Литмир - Электронная Библиотека

Но четкие мысли не возникали, их забивали образы и воспоминания. Березов вспоминал, как отходили от плавбазы нагруженные суда — палуба заставлена бочками, команда торопливо майнает в трюмы все, что нельзя убрать. У Доброхотова, вчера просившего очередь к базе, конечно, и трюмы все полны, и палуба забита, Доброхотов раньше, чем нагрузится по горло, на сдачу не просится. «Ладога» встретила бурю отяжеленной, все может быть в такой ситуации. Березов возразил себе — Доброхотов опытнейший капитан, до сих пор удачливый промысловик ни разу не оттеснил в нем осторожного моряка. Да, сказал себе Березов, до сих пор, правильно, не было, а сегодня произошло — призыв о помощи, вынесшийся в эфир, прозвучал от Доброхотова, несчастье совершилось с опытнейшим из капитанов, от этого не уйти.
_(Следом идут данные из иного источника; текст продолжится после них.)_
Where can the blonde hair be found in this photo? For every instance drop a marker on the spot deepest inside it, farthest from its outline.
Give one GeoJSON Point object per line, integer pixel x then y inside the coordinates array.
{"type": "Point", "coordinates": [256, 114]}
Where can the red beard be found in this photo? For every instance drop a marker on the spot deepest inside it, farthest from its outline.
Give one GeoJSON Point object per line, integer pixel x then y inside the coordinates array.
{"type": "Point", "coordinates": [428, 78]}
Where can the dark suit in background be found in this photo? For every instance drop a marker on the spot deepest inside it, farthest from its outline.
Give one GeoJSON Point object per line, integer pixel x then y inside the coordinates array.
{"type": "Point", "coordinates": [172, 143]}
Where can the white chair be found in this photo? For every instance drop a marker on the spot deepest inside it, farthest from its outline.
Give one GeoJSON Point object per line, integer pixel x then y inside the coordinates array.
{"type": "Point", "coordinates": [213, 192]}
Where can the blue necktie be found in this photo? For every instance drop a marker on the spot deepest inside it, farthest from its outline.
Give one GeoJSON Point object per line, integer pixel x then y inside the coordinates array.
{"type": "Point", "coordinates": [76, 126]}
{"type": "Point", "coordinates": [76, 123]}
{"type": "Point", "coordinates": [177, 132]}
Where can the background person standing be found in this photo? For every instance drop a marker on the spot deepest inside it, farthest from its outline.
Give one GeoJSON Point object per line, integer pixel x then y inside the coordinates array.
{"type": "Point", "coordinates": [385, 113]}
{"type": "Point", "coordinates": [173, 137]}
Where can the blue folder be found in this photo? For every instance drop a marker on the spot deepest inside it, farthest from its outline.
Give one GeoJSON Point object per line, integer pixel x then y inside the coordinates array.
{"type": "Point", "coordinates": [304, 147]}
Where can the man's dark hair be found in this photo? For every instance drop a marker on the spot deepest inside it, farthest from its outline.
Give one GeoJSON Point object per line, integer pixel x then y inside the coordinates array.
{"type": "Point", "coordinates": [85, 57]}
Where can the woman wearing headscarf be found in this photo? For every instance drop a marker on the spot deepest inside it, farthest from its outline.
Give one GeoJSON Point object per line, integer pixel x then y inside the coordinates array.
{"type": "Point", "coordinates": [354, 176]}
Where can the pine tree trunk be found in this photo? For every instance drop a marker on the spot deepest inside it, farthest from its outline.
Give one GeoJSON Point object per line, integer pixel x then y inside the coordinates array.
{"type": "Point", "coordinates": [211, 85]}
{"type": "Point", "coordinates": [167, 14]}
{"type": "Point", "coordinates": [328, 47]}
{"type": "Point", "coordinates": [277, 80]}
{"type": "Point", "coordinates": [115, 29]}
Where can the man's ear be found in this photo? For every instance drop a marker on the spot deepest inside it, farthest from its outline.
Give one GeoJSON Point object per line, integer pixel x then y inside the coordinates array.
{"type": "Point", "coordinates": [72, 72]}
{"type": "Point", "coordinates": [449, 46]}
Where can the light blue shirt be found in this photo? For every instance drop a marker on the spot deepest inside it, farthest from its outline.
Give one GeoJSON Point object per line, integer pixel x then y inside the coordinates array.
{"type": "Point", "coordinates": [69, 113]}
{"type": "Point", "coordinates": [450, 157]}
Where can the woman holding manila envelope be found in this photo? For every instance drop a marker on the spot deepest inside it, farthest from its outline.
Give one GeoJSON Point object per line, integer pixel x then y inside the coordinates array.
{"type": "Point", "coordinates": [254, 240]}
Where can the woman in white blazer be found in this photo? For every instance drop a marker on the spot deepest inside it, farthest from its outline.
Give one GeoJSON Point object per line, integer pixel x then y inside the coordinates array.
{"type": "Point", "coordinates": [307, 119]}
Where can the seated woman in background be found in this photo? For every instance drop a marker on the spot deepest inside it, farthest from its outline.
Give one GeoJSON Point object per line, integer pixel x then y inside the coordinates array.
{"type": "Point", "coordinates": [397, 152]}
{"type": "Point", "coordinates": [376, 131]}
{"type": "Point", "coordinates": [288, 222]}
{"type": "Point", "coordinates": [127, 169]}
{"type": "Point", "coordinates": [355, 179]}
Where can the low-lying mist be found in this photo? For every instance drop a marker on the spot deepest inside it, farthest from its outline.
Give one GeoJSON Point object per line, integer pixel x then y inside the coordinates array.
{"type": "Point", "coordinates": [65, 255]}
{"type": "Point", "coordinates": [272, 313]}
И Березов думал о том, что в неведомой беде, обрушившейся на «Ладогу», немалая доля и его вины: он мог предписать ни при каких условиях не перегружать суда, ну, и что, если добыча падает, пусть падает улов, зато будет меньше риску! Капитаны бы втихомолку осуждали его за трусость, но подчинились — есть у него право приказывать! И сегодня он мог выстучать на ключе распоряжение всем: трюмы немедленно задраивать — и к чертовой матери за борт, что навалено наверху! Он не отдал такого приказа. Он ограничился предупреждением о шторме. Он понадеялся, что капитанам на судах видней, как держаться в бурю. И они, конечно, не захотели расстаться с добром — и затраченного труда пожалели, и опасались выговоров потом от Березова. А чего было бояться ему? Он мог приказать — и пусть на берегу, расследуют его действия. Правильно ли он поступил?

Березов размышлял и о том, что плавбаза сейчас уходит на северо-восток, отдаляясь от основной массы своих судов, и если произойдет несчастье здесь, то поблизости не окажется могучего товарища, готового быстро явиться на выручку.

— Ах, как же не вовремя та авария с «Хариусом»! — вслух проговорил Березов.

— Вы что-то сказали, Николай Николаевич? — прокричал начальник радиостанции.

— Дай-ка мне связь с Лукониным, по-быстрому дай! — приказал Березов.

Когда послышался сильно ослабленный расстоянием голос Луконина, Березов сообщил о «Ладоге» и приказал идти быстрее, каждую минуту можно ожидать новых несчастий.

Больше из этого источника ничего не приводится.